Мне интересно, да и все, вот цели-задачи. Интересно спектакли делать со своими артистами, с ними двигаться. И мы это делаем, и это чувствуется. Это совершенно другое дело, когда ты с одними и теми же работаешь из спектакля в спектакль, чем когда приезжаешь и опыляешь каждый раз разные труппы. Мне вообще в какой-то момент это надоело. Приезжаешь, с людьми заново должен вступить в какие-то отношения, которые все равно имеют известный потолок, потому что вы первый раз друг друга видите. Невозможно добиться чего-то…
Мы на втором спектакле вообще другими вещами занимаемся, чем на «Вишневом саде», ну просто радикально другими, просто абсолютно. И это следствие того, что мы уже второй раз лучше друг друга понимаем, совершенно другая атмосфера в работе, они мне больше доверяют, понимают, что я их обмануть не хочу, я тоже понимаю… Ну и так далее.

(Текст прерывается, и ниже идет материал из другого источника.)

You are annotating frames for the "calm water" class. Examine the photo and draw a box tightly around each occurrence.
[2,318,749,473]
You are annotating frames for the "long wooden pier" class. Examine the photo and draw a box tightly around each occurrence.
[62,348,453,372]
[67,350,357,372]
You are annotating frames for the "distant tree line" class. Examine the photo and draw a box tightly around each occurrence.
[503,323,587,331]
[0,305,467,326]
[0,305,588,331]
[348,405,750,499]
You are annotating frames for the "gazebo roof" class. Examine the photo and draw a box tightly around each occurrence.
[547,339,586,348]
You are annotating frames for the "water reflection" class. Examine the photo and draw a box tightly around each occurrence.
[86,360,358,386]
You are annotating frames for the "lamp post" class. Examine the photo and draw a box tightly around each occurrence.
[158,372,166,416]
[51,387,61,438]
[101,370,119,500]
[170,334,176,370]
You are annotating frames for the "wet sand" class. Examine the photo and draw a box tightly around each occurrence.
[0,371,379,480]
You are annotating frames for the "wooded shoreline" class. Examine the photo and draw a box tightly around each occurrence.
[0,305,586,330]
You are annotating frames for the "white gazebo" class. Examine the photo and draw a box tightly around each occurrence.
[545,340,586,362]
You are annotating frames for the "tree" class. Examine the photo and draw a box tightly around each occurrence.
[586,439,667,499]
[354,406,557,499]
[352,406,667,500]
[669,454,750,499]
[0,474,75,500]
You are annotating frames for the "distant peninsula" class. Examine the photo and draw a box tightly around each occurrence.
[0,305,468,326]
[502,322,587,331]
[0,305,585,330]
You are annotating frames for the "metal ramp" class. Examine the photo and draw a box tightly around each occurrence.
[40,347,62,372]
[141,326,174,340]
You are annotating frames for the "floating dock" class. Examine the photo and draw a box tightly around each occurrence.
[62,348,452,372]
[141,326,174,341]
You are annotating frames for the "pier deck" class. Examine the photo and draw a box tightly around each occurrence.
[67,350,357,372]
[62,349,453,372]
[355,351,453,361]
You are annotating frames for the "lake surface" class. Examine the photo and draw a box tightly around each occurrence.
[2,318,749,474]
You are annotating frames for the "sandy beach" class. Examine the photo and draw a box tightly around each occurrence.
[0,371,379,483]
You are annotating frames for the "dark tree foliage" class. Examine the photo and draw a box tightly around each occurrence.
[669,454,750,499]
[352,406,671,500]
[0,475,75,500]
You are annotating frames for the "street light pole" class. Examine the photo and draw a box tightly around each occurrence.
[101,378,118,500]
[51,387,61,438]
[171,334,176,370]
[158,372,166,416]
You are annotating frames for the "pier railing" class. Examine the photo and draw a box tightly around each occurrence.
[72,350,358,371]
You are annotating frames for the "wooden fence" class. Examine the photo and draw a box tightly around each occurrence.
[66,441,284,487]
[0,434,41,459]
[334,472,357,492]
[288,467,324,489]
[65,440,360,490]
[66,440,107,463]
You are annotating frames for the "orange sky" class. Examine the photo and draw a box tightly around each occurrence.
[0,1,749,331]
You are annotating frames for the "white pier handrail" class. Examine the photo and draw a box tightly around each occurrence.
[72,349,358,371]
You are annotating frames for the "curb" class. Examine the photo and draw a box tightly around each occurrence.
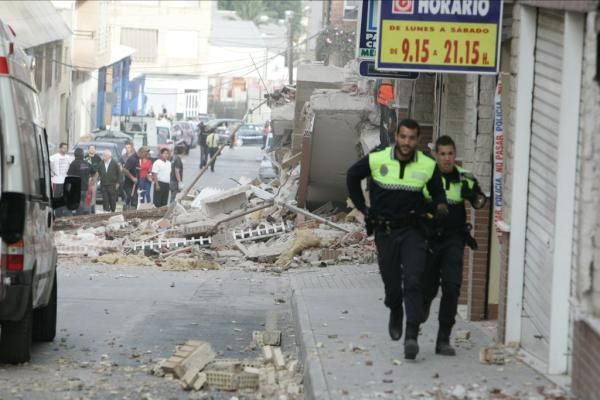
[290,288,331,400]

Что касается зрителя… Ну два миллиона, двухмиллионный город, даже если процентное отношение посчитать, которые все время ходят в театр, ну все равно хватит! А уж на нас-то должно, 160 мест… Надо просто позиционировать, говорить о себе.

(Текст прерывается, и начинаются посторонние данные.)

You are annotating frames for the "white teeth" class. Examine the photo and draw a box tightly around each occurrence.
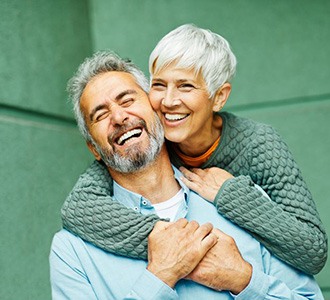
[165,113,188,121]
[117,129,142,145]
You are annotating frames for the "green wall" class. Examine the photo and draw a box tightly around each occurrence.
[0,1,94,299]
[1,0,329,299]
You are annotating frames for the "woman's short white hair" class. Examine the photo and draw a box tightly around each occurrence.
[67,51,149,142]
[149,24,237,98]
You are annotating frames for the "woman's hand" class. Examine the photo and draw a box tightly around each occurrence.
[179,166,234,202]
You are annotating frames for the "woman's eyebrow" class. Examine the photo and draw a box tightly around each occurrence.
[151,77,165,82]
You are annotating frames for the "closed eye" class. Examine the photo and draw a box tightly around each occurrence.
[179,83,195,91]
[95,110,109,122]
[151,82,166,89]
[90,104,109,123]
[120,98,135,107]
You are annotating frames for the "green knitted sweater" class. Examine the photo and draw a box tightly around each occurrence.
[61,112,327,275]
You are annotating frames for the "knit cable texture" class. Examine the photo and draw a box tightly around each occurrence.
[203,112,327,275]
[61,160,160,259]
[61,112,327,274]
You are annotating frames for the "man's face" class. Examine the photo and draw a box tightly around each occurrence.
[80,71,164,173]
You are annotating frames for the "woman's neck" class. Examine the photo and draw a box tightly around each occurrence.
[177,114,223,157]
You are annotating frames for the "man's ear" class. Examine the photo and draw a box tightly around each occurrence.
[212,82,232,112]
[87,141,102,161]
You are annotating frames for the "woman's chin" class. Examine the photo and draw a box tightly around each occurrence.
[164,132,186,144]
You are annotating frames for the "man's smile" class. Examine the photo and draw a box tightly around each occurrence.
[116,128,143,146]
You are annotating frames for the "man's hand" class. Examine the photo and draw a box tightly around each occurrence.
[186,228,252,294]
[147,219,218,288]
[179,167,234,202]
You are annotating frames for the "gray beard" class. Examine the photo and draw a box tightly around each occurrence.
[93,113,164,173]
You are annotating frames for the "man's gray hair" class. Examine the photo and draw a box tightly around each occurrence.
[67,51,149,141]
[149,24,237,98]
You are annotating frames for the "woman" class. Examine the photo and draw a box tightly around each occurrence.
[62,24,327,275]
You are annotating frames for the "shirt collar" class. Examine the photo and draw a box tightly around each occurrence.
[113,165,190,210]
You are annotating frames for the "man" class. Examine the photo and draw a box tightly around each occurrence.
[50,51,323,299]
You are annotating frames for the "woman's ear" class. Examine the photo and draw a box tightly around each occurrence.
[212,82,232,112]
[87,141,102,161]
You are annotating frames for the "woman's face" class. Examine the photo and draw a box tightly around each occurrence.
[149,65,218,145]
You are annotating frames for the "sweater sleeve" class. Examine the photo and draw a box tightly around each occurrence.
[213,125,328,275]
[61,160,160,259]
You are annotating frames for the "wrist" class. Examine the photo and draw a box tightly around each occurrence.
[147,264,179,288]
[230,262,253,295]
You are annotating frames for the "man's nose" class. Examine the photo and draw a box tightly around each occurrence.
[110,105,129,126]
[162,88,181,107]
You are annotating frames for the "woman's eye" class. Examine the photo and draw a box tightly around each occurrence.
[179,84,195,90]
[151,82,166,89]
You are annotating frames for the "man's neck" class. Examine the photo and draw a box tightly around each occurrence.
[109,147,181,204]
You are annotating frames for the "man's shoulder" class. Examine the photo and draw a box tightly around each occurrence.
[65,160,113,201]
[51,228,97,260]
[51,229,82,250]
[73,160,112,190]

А что касается специфики, я не знаю, не могу сказать, что я прям такой знаток новосибирской публики, мне еще нужно ощутить и понять. Но есть, вообще просто в принципе не может не быть, есть творческая молодежь, ее какое-то огромное количество, как выясняется, просто их нужно вылавливать, выяснять, где наши потенциальные зрители новые, и с ними работать. Но они есть, в Новосибирске большое количество умной, думающей молодежи.
— А если не с точки зрения зрителя, а с точки зрения художественного предложения, что такое Новосибирск?

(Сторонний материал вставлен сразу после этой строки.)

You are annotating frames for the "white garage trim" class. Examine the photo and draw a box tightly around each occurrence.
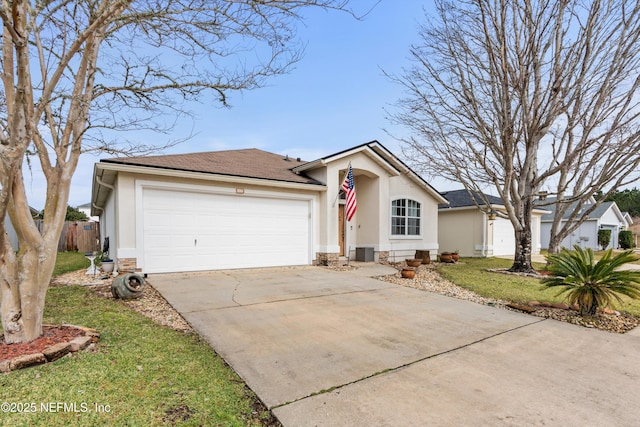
[135,180,316,273]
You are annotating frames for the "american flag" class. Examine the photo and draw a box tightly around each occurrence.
[341,163,357,221]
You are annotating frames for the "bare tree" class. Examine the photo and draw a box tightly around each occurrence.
[389,0,640,272]
[0,0,362,344]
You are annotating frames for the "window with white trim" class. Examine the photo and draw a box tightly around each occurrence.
[391,199,421,236]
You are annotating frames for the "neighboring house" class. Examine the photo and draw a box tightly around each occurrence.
[622,212,634,229]
[539,198,630,250]
[5,207,40,250]
[77,202,99,222]
[438,189,547,257]
[627,217,640,248]
[5,214,19,250]
[91,141,448,274]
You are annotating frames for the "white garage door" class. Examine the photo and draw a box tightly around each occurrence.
[142,188,311,273]
[492,217,516,256]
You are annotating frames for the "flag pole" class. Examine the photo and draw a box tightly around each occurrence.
[332,163,350,207]
[339,162,355,266]
[332,189,341,208]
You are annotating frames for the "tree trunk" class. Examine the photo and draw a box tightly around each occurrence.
[547,234,563,255]
[0,248,22,343]
[509,197,536,273]
[1,246,57,343]
[510,226,536,273]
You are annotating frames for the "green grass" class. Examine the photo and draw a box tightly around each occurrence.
[1,255,274,426]
[53,252,90,277]
[593,249,640,265]
[437,257,640,317]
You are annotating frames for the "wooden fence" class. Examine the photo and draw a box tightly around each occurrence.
[35,220,100,253]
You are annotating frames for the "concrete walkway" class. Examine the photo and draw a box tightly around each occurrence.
[150,264,640,426]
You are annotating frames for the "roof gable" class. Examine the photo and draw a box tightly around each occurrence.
[100,149,321,185]
[293,140,448,204]
[538,198,621,222]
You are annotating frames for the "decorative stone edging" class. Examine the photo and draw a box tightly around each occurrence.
[0,324,100,373]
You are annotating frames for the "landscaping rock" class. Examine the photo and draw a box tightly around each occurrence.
[69,336,93,352]
[64,324,101,342]
[43,342,72,362]
[506,303,536,313]
[10,353,47,370]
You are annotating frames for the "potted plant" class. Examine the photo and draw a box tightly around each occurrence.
[101,258,115,274]
[415,250,431,264]
[401,267,416,279]
[97,251,115,274]
[439,252,453,263]
[405,258,422,267]
[451,250,460,262]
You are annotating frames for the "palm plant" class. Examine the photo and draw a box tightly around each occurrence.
[542,245,640,316]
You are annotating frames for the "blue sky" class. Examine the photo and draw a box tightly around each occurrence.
[26,0,460,210]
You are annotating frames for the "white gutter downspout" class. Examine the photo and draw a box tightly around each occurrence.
[93,176,115,213]
[96,176,115,190]
[481,211,487,257]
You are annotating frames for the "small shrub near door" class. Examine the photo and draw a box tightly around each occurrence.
[598,229,611,250]
[619,230,634,249]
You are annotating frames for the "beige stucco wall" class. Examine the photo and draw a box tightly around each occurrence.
[354,174,380,246]
[386,174,440,260]
[439,208,544,258]
[114,173,136,251]
[438,209,484,257]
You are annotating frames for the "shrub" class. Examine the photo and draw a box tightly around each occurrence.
[619,230,634,249]
[542,245,640,316]
[597,229,611,250]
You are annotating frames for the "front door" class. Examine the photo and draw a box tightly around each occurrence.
[338,204,345,256]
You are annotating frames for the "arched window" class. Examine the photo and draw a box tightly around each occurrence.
[391,199,421,236]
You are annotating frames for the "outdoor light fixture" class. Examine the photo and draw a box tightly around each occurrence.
[487,210,497,221]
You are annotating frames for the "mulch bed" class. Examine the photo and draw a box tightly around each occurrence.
[0,325,86,362]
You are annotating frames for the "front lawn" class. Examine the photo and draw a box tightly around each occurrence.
[437,257,640,317]
[0,254,275,426]
[53,251,90,277]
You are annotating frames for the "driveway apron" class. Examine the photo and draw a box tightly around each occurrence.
[151,266,640,426]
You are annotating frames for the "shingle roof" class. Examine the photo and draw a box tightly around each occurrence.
[100,149,321,185]
[439,189,504,209]
[538,198,614,221]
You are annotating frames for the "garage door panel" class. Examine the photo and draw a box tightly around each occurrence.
[493,218,516,256]
[142,188,311,273]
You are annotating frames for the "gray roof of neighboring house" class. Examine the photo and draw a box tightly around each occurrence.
[439,189,504,209]
[537,198,616,221]
[100,149,322,185]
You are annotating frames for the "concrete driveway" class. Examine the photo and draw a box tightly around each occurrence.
[150,265,640,426]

— Новосибирск с точки зрения художественного предложения — очень даже упругий такой городок. И Тимофей Кулябин, и мы, я считаю, и Паша Южаков, они там сейчас особенно что-то пытаются интересное закрутить, завязать вместе с новым директором Юлей Чуриловой, и другие сообщества, и «Глобус». Не знаю, тут, мне кажется, жизнь достаточно интересная, интенсивная. Идешь, хоп — и такая афиша, и так интересно сразу: ой, а что это они там выпускают? К тому же тут сильные творческие лидеры во главе театров: Крикливый, Кулябин, Афанасьев, Южаков. Петербург не может похвастаться такой палитрой, федеральные театры только, и все.